Kickstarter is a crowdfunding platform that allows ideas, projects, and products to be financially backed by those who would like them to be a reality. At its core, it is a community-driven company and can only thrive if its user-base has faith in the effectiveness of its mission. Therefore, to protect its mission, Kickstarter has legally become a Public Benefit Corporation. This means it will be legally protected as it makes business decisions that put its mission statement first – it cannot be taken to court by shareholders if it puts purpose before profit. A corporation, by contrast, must legally respond to the needs of its shareholders.
Profit and Purpose
This does not make Kickstarter a not-for-profit company. Profit is still their goal; but they are now legally obliged to pursue and report on their ‘positive impact on society'. Both aims – profit and community benefit – must be considered by their board when making decisions.
Kickstarter’s founders wrote on their blog this week:
“Companies that believe there are more important goals than maximizing shareholder value have been at odds with the expectation that for-profit companies must exist ultimately for profit above all.”
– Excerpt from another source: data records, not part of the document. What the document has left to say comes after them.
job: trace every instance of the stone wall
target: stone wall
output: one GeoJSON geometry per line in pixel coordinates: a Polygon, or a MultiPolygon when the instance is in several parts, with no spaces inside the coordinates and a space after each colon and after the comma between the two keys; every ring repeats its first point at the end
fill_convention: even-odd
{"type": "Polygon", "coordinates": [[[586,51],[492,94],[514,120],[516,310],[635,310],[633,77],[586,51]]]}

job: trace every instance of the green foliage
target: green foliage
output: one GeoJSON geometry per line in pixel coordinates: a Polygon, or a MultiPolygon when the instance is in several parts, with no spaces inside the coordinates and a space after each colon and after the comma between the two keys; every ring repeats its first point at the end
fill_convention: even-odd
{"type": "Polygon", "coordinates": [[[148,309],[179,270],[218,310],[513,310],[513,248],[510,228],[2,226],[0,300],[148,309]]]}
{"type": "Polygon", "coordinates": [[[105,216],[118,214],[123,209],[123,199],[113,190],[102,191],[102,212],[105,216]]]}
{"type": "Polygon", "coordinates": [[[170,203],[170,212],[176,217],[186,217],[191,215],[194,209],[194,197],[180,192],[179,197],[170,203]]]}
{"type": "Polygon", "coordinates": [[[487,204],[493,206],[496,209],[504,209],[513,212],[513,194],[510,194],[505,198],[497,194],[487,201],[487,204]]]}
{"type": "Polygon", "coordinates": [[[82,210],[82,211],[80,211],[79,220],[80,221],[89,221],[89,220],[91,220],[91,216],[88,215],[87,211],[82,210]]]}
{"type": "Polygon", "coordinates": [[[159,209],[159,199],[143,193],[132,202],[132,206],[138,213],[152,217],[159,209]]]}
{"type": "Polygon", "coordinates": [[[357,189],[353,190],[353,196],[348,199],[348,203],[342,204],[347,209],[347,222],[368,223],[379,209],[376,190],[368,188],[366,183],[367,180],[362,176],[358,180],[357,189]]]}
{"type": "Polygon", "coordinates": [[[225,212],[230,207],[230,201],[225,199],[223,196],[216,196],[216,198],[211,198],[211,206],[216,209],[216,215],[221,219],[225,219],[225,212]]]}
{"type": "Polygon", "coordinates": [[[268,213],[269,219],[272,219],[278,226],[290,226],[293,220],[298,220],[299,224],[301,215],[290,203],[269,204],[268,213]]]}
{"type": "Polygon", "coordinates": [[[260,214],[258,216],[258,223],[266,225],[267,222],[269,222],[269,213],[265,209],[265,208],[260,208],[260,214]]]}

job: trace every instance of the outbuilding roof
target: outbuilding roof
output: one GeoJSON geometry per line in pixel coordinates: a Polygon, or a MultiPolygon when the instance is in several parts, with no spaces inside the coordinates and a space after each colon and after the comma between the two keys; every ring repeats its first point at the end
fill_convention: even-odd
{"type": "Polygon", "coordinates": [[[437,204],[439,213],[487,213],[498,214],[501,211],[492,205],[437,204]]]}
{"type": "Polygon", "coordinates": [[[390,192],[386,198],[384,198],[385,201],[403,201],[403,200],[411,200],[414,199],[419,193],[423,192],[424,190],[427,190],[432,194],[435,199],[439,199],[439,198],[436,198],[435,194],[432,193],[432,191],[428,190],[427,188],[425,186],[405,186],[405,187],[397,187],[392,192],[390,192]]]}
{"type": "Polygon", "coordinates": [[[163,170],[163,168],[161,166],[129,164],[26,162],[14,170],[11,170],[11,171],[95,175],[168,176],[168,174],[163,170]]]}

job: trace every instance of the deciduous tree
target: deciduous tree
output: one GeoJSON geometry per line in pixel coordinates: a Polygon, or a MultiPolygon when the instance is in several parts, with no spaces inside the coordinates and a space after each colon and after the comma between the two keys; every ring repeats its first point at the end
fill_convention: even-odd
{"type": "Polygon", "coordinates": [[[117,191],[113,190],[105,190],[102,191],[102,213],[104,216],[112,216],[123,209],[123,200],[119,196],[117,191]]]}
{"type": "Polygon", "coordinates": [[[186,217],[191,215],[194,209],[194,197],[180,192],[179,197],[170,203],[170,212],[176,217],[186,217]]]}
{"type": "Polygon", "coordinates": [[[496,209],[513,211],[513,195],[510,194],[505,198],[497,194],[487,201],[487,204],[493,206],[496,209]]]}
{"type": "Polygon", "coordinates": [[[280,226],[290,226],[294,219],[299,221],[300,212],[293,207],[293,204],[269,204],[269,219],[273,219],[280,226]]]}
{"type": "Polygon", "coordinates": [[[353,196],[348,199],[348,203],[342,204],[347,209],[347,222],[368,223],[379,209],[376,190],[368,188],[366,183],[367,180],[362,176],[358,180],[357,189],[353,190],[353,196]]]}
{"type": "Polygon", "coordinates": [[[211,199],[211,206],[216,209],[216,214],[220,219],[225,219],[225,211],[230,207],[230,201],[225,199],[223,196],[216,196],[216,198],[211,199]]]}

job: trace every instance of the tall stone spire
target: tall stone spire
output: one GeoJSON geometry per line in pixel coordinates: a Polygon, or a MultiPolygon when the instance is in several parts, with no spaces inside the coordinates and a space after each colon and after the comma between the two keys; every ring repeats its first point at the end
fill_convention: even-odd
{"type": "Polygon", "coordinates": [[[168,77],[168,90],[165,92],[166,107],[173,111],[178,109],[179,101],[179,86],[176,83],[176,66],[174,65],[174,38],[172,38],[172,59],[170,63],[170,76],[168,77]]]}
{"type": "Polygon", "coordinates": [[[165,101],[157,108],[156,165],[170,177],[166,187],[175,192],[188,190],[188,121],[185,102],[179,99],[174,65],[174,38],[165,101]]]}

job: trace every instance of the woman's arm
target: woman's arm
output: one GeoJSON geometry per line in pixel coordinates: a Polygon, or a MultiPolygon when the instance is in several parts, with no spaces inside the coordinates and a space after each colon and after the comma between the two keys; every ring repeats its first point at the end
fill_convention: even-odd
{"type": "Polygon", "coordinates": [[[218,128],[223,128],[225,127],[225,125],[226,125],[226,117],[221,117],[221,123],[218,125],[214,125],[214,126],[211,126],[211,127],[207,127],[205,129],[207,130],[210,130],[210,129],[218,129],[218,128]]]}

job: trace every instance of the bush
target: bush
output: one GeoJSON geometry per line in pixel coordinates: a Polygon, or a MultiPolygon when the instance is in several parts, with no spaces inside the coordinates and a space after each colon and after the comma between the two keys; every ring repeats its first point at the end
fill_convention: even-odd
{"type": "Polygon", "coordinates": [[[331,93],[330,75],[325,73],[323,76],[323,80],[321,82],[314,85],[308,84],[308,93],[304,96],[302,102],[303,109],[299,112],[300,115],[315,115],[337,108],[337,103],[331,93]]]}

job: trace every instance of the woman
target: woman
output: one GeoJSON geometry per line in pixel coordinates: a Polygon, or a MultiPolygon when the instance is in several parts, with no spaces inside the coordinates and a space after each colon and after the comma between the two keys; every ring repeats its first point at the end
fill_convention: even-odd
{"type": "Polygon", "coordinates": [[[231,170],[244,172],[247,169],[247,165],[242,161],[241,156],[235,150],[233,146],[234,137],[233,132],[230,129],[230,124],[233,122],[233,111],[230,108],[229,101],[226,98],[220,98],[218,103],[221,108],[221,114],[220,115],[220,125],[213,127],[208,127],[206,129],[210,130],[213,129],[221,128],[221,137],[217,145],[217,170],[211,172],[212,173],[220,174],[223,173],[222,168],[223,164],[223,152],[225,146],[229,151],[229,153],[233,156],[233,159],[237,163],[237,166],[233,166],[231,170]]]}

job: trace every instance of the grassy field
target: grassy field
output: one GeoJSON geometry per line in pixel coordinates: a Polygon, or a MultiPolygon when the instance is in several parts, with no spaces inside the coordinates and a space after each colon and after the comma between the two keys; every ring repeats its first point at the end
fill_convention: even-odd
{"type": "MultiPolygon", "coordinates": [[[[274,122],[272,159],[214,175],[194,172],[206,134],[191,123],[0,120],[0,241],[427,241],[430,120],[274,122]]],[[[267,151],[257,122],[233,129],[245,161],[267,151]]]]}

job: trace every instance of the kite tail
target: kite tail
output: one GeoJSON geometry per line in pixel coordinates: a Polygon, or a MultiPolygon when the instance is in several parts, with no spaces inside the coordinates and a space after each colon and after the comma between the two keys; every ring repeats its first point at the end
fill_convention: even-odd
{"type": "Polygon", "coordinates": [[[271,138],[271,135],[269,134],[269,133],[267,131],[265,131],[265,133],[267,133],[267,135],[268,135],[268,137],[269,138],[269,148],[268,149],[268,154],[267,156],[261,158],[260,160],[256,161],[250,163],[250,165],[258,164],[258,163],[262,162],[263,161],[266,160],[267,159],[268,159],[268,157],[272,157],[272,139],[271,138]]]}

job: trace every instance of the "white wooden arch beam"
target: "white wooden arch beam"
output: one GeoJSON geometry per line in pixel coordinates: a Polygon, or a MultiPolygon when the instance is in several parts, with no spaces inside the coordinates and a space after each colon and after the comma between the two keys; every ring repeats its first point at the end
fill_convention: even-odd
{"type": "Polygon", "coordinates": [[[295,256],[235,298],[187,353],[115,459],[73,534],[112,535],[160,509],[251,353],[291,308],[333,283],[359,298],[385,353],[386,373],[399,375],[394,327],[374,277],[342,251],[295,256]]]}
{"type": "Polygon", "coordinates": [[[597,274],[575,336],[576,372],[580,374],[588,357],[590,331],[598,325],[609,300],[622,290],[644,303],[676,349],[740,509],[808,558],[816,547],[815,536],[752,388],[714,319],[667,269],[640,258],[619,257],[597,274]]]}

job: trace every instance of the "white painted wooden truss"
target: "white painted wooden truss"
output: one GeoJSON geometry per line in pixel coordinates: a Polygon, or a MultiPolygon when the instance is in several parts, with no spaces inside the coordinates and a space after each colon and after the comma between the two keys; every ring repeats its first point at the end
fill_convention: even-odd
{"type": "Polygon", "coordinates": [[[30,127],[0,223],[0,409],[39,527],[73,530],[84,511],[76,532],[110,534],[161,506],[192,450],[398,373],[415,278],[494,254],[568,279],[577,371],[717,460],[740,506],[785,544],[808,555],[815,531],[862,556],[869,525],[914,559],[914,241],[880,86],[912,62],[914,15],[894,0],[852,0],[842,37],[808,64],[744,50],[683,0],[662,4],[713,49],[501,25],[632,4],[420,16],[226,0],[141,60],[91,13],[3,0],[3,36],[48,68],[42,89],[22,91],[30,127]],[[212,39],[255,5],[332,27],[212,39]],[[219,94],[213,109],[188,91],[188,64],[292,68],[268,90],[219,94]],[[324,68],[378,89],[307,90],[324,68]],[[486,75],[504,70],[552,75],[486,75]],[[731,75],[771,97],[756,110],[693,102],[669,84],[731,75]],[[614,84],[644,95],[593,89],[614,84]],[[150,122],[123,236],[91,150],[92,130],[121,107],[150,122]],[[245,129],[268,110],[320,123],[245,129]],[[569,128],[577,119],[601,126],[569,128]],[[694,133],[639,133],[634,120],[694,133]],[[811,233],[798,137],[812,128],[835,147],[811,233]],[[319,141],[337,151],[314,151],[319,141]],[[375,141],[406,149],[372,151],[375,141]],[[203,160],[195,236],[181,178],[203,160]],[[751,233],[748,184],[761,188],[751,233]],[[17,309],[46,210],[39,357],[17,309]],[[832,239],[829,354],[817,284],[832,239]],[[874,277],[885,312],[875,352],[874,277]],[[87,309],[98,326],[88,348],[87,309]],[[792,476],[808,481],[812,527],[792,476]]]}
While it may seem that making this decision would dissuade shareholders from investing in the company, Kickstarter reported voted ‘unanimously’ to change its legal status.
PBCs in the UK?
Public benefit corporations are a fairly new piece of legislation in the United States, first passed in 2010. Since then, 31 states in the US have passed benefit corporation laws, which speaks of a growing trend of ‘for-profit and for-purpose’ companies. While companies that have changed their legal framework in this way are in the minority, Kickstarter hopes that will inspire others to follow.
Public benefit corporations do not presently exist in the UK. In the UK, 'Companies Limited by Guarantee' have similar legislation, but it is important to note that these are not-for-profits.